L’affaire a été appelée à l’audience du 12 décembre 2024.
Madame [O] [W] et monsieur [R] [W], représentés par leur conseil, s’en rapportent oralement aux termes de leur assignation dont il résulte qu’ils ont souhaité procéder à des travaux de rénovation complète de leur maison sise [Adresse 3] ; qu’ils ont sollicité la société I ARTISAN exerçant sous l’enseigne RENOVATION MAN et qu’ils ont contracté, pour la mission de conception, avec l’entreprise CONCEPTION ET REALISATION, et pour la réalisation des travaux, avec la société PARIS DECORATION, pour un montant global de 210.849,78 euros ; que les travaux devaient durer six mois et s’achever au cours de l’été 2023 ; qu’un procès-verbal de pré-réception de chantier a été établi le 19 juillet 2023 avec de nombreuses réserves, toutes n’ayant pas pu être listées dès lors que l’escalier d’accès à l’étage n’avait pas encore été posé, de sorte qu’il était impossible d’y accéder. Ils font valoir que les réserves n’ont pas toutes été levées malgré plusieurs courriers recommandés en ce sens ; qu’au terme d’une expertise amiable menée en avril 2024, le cabinet STELLIANT a pu constater les désordres et l’absence de finition des travaux ; qu’une nouvelle réunion a été organisée en juillet 2024 avec une nouvelle entreprise pour déterminer les modalités pour finaliser le chantier et qu’ils sont sans nouvelle des différents intervenants, soulignant avoir réglé la somme de 190.213,82 euros à la société PARIS DECORATION.

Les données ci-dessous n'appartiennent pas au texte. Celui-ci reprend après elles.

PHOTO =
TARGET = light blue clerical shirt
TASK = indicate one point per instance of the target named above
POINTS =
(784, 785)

Ils demandent une expertise au contradictoire de l’entrepreneur, responsable de la fin de chantier non réceptionné et non terminé, mais également de la maîtrise d’oeuvre qui a assuré la conception du projet, et de la société I ARTISAN, intermédiaire qui a pris part à l’opération de travaux, a perçu les acomptes sur un compte séquestre, a organisé les rendez-vous avec les entreprises, moyennant un coût de l’ordre de 6.500 euros. Ils s’opposent à la mise hors de cause sollicitée par celle-ci au regard de son implication tout au long du chantier qui pourrait s’assimiler à de l’assistance au maître d’ouvrage, relevant toutefois l’absence de toute vérification de l’état d’avancement du chantier et de la corrélation avec les sommes versées, ajoutant être en droit de rechercher sa responsabilité contractuelle de droit commun.

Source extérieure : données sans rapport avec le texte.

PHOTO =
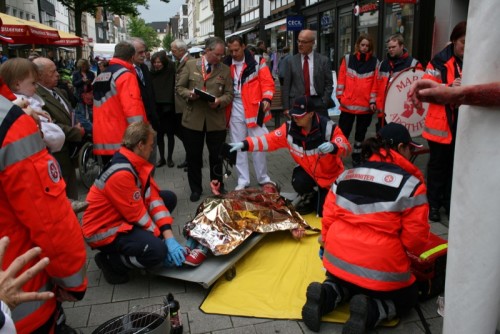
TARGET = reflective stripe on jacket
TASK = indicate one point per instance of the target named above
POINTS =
(257, 85)
(34, 211)
(117, 103)
(124, 195)
(388, 69)
(323, 168)
(444, 68)
(372, 216)
(357, 87)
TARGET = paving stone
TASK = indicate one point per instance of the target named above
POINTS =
(97, 295)
(200, 322)
(77, 316)
(104, 312)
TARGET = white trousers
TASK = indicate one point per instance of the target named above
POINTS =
(239, 132)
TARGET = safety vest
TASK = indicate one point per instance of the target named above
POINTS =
(117, 103)
(257, 85)
(372, 215)
(139, 201)
(444, 68)
(34, 211)
(357, 87)
(323, 168)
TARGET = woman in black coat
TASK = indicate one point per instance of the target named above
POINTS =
(163, 78)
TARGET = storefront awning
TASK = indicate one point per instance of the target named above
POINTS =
(68, 39)
(27, 32)
(275, 24)
(239, 32)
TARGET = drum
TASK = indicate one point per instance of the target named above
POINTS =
(398, 106)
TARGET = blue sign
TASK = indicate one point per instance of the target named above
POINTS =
(294, 23)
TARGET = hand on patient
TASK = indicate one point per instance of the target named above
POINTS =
(176, 253)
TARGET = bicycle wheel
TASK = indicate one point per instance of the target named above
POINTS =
(89, 165)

La société I ARTISAN, représentée par son conseil, a signifié des conclusions par RPVA le 3 décembre 2024 dans lesquelles elle demande sa mise hors de cause et formule subsidiairement protestations et réserves sur la demande d’expertise.

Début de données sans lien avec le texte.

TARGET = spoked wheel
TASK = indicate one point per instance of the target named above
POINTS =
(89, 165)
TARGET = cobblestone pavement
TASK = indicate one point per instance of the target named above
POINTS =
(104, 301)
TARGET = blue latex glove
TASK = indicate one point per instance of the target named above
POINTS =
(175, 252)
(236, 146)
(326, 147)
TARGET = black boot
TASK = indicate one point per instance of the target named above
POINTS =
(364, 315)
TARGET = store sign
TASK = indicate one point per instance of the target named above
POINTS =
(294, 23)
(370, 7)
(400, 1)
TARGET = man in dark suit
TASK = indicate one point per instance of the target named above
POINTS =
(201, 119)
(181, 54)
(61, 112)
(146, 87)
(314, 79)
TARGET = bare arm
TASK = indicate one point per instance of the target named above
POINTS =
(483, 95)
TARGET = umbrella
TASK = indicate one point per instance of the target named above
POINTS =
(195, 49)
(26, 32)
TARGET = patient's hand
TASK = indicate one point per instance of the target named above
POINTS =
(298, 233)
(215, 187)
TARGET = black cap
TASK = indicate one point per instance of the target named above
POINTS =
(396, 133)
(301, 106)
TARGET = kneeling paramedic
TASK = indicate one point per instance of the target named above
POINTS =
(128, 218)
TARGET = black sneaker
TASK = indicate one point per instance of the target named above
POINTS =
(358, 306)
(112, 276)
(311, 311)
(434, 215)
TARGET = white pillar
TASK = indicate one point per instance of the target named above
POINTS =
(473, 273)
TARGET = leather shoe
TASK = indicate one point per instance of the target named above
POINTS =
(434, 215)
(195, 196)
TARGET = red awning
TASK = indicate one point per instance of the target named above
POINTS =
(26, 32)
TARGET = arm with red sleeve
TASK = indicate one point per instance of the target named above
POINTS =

Elle fait valoir qu’elle n’est qu’une plate-forme de mise en relation de personnes désirant faire des travaux avec des sociétés dont elle vérifie le sérieux et la proximité du chantier, les marchés étant signés par les parties hors de sa présence. Elle ajoute que l’utilisation du compte séquestre est facultatif, pour faciliter les paiements si besoin, et qu’en l’espèce, les travaux ont été payés en intégralité. Elle fait état de plusieurs décisions rendues en référé faisant droit à ses demandes de mise hors de cause au motif qu’elle n’est pas un intervenant à la construction.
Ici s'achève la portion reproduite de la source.